Trojan Horse Uploaded Part 2: Malware Analysis
Coming up in this blog post: trojan horse receives commands from a Chinese C&C server and sends DDoS attacks to a Malaysian online casino website.
I'll be analysing the malware to determine what it does and also update you on the rest of the project as it's been a while since my last blog post.

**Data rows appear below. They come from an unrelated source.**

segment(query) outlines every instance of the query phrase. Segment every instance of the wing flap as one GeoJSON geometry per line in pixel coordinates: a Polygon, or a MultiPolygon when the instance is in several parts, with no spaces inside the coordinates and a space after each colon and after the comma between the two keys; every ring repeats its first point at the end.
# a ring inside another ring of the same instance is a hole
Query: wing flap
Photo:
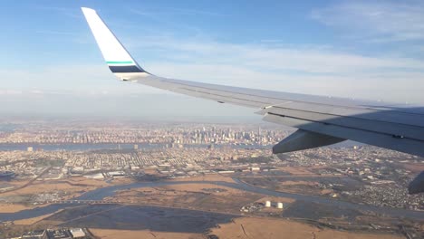
{"type": "Polygon", "coordinates": [[[424,157],[424,142],[420,140],[407,138],[395,138],[388,134],[325,124],[323,122],[311,121],[273,113],[266,114],[263,120],[268,122],[302,129],[306,131],[352,139],[365,144],[424,157]]]}

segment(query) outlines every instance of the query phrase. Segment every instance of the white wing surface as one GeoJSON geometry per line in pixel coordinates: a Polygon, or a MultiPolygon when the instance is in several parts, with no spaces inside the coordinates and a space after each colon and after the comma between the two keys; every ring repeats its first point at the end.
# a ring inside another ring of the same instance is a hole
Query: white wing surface
{"type": "Polygon", "coordinates": [[[424,108],[261,91],[159,77],[144,71],[97,13],[82,12],[111,71],[121,81],[258,109],[264,120],[299,129],[275,153],[352,139],[424,157],[424,108]]]}

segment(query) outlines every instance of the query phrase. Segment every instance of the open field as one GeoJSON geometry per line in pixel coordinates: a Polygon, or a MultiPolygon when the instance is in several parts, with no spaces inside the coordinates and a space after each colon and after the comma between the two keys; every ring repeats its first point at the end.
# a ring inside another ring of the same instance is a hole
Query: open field
{"type": "Polygon", "coordinates": [[[95,236],[102,239],[111,238],[128,238],[128,239],[204,239],[207,238],[201,234],[184,234],[184,233],[164,233],[151,232],[149,230],[130,231],[130,230],[109,230],[109,229],[90,229],[95,236]]]}
{"type": "Polygon", "coordinates": [[[219,225],[211,230],[219,238],[338,238],[338,239],[400,239],[397,234],[373,234],[319,229],[306,224],[284,219],[241,217],[233,223],[219,225]]]}
{"type": "Polygon", "coordinates": [[[222,186],[187,184],[121,190],[105,201],[239,214],[243,206],[261,197],[222,186]]]}

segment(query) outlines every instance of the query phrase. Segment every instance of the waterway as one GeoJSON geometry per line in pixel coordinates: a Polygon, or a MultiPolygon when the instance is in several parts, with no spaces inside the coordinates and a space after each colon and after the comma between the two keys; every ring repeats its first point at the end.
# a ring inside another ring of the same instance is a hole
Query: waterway
{"type": "MultiPolygon", "coordinates": [[[[424,212],[411,211],[406,209],[397,209],[390,207],[379,207],[373,206],[366,205],[358,205],[353,203],[349,203],[345,201],[341,201],[332,198],[321,197],[315,196],[306,196],[292,193],[284,193],[272,191],[269,189],[254,186],[248,184],[246,184],[236,178],[235,183],[223,182],[223,181],[159,181],[159,182],[136,182],[127,185],[118,185],[118,186],[110,186],[101,188],[98,188],[92,191],[89,191],[76,198],[75,200],[102,200],[107,196],[112,196],[119,190],[126,190],[131,188],[140,188],[140,187],[155,187],[162,186],[168,185],[187,185],[187,184],[213,184],[217,186],[223,186],[227,187],[232,187],[246,192],[256,193],[264,196],[281,196],[281,197],[289,197],[295,199],[296,201],[301,201],[303,203],[311,204],[311,205],[320,205],[327,207],[331,207],[332,211],[335,213],[343,213],[348,215],[352,211],[366,211],[373,212],[380,215],[391,216],[391,217],[405,217],[414,220],[424,220],[424,212]]],[[[45,206],[40,206],[34,209],[23,210],[17,213],[1,213],[0,212],[0,221],[14,221],[26,218],[32,218],[35,216],[41,216],[48,214],[53,214],[59,209],[64,209],[69,207],[73,207],[80,206],[76,203],[69,204],[53,204],[45,206]]],[[[304,215],[307,217],[307,215],[304,215]]]]}

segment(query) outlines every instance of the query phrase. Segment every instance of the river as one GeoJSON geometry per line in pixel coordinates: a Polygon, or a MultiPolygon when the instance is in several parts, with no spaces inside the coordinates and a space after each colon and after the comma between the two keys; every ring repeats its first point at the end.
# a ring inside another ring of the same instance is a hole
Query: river
{"type": "MultiPolygon", "coordinates": [[[[272,191],[269,189],[254,186],[248,184],[246,184],[236,178],[235,183],[223,182],[223,181],[157,181],[157,182],[136,182],[127,185],[117,185],[110,186],[101,188],[98,188],[92,191],[89,191],[76,198],[75,200],[102,200],[107,196],[112,196],[118,190],[125,190],[138,187],[155,187],[167,185],[185,185],[185,184],[213,184],[217,186],[223,186],[227,187],[232,187],[246,192],[256,193],[264,196],[281,196],[281,197],[289,197],[295,199],[297,201],[303,201],[304,203],[318,204],[323,205],[326,206],[331,206],[334,212],[343,212],[343,211],[352,211],[352,210],[360,210],[373,212],[380,215],[384,215],[392,217],[406,217],[410,219],[423,220],[424,212],[411,211],[406,209],[397,209],[391,207],[379,207],[373,206],[366,205],[358,205],[353,203],[349,203],[345,201],[341,201],[332,198],[316,196],[306,196],[292,193],[284,193],[272,191]]],[[[14,221],[26,219],[35,216],[41,216],[48,214],[53,214],[59,209],[64,209],[67,207],[77,206],[79,204],[53,204],[45,206],[40,206],[34,209],[27,209],[19,211],[17,213],[0,213],[0,221],[14,221]]]]}

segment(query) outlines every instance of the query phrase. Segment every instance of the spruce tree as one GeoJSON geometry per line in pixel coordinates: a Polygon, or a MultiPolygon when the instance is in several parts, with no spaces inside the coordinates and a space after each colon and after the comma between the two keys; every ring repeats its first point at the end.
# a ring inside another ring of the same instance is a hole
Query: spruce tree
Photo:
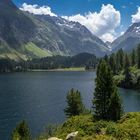
{"type": "Polygon", "coordinates": [[[113,81],[112,71],[104,60],[100,61],[97,69],[93,109],[97,120],[116,121],[121,117],[122,107],[117,87],[113,81]]]}
{"type": "Polygon", "coordinates": [[[140,69],[140,44],[137,48],[137,58],[138,58],[138,69],[140,69]]]}
{"type": "Polygon", "coordinates": [[[112,54],[110,56],[109,65],[110,65],[111,70],[113,71],[113,74],[115,75],[116,74],[116,57],[115,57],[115,54],[112,54]]]}
{"type": "Polygon", "coordinates": [[[124,74],[125,74],[125,82],[130,83],[130,81],[132,80],[132,77],[131,77],[131,73],[130,73],[130,61],[129,61],[129,57],[127,54],[125,55],[124,74]]]}
{"type": "Polygon", "coordinates": [[[135,64],[136,64],[136,54],[135,54],[135,50],[133,49],[131,54],[131,65],[134,66],[135,64]]]}
{"type": "Polygon", "coordinates": [[[30,129],[25,121],[17,125],[12,133],[12,140],[31,140],[30,129]]]}
{"type": "Polygon", "coordinates": [[[81,93],[77,90],[71,89],[67,94],[68,106],[64,109],[67,117],[72,117],[84,113],[85,106],[82,102],[81,93]]]}
{"type": "Polygon", "coordinates": [[[123,52],[123,49],[120,49],[118,51],[119,53],[119,63],[120,63],[120,68],[121,70],[124,68],[124,52],[123,52]]]}

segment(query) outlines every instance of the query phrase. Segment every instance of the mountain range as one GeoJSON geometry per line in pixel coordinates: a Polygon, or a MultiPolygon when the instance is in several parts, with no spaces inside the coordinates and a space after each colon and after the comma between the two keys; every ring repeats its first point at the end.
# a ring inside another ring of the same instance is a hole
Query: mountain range
{"type": "Polygon", "coordinates": [[[132,51],[140,43],[140,22],[132,24],[128,30],[111,43],[112,51],[123,49],[126,52],[132,51]]]}
{"type": "Polygon", "coordinates": [[[82,52],[103,56],[108,47],[78,22],[29,14],[11,0],[0,1],[0,58],[27,60],[82,52]]]}
{"type": "Polygon", "coordinates": [[[138,43],[140,23],[131,25],[113,43],[105,43],[78,22],[33,15],[19,10],[11,0],[0,1],[0,58],[27,60],[83,52],[101,57],[110,47],[113,52],[131,51],[138,43]]]}

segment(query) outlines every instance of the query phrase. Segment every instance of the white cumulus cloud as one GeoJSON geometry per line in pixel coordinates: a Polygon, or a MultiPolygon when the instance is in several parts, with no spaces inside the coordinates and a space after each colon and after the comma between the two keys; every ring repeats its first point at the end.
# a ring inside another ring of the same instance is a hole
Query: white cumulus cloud
{"type": "Polygon", "coordinates": [[[85,25],[93,34],[104,41],[112,42],[116,38],[115,29],[120,26],[121,14],[113,5],[102,5],[101,11],[89,12],[85,15],[63,16],[70,21],[80,22],[85,25]]]}
{"type": "Polygon", "coordinates": [[[36,15],[57,16],[51,11],[51,8],[48,6],[38,6],[37,4],[30,5],[27,3],[23,3],[20,9],[36,15]]]}
{"type": "Polygon", "coordinates": [[[140,7],[136,14],[132,15],[132,23],[140,22],[140,7]]]}

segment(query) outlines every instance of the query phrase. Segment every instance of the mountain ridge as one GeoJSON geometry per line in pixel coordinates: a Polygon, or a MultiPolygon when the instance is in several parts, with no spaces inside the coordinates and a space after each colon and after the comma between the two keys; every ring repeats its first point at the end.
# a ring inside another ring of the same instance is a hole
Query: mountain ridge
{"type": "Polygon", "coordinates": [[[103,56],[108,52],[107,45],[80,23],[29,14],[11,0],[0,1],[0,23],[0,58],[27,60],[82,52],[103,56]]]}

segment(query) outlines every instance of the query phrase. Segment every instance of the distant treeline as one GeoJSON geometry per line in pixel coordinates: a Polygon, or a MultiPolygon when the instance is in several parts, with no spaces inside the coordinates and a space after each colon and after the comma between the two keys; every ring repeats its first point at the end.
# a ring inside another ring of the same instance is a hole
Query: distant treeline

My last post was back on the 14th December 2013 and since then I've been buried in revision for exams in January, along with post-graduate applications and graduate scheme applications.
This means there's not been a huge amount of progress on the project, but I'm aiming to get straight back into focusing on it now. I'm also eager to share some insights into the "disknyp" malware which came to light back in December.
Before I get started with the malware analysis, there have been a number of other blog posts discussing the malware. Thanks to the authors of the following articles for sharing their research on the "disknyp" binary:
- Unixfreaxjp's Malware Must Die post: Let's be more serious about (mitigating) DNS Amp ELF hack attack
- Andre M. DiMino's Another look at a cross-platform DDoS botnet
- Futex's Analysis of a Linux Malware covers a basic reverse engineer of the malware
- Cert Polska's A quick look at a (new?) cross-platform DDoS botnet
- Craig Valli, Priya Rabadia and Andrew Woodward Patterns and Patter - An Investigation into SSH Activity Using Kippo Honeypots
Analysing Malware
One of my previous blog posts (Trojan Horse Uploaded) describes an attacker that uploaded malware to the honeypot. In that post I described some basic research I carried out to conclude that the uploaded malware was a trojan horse.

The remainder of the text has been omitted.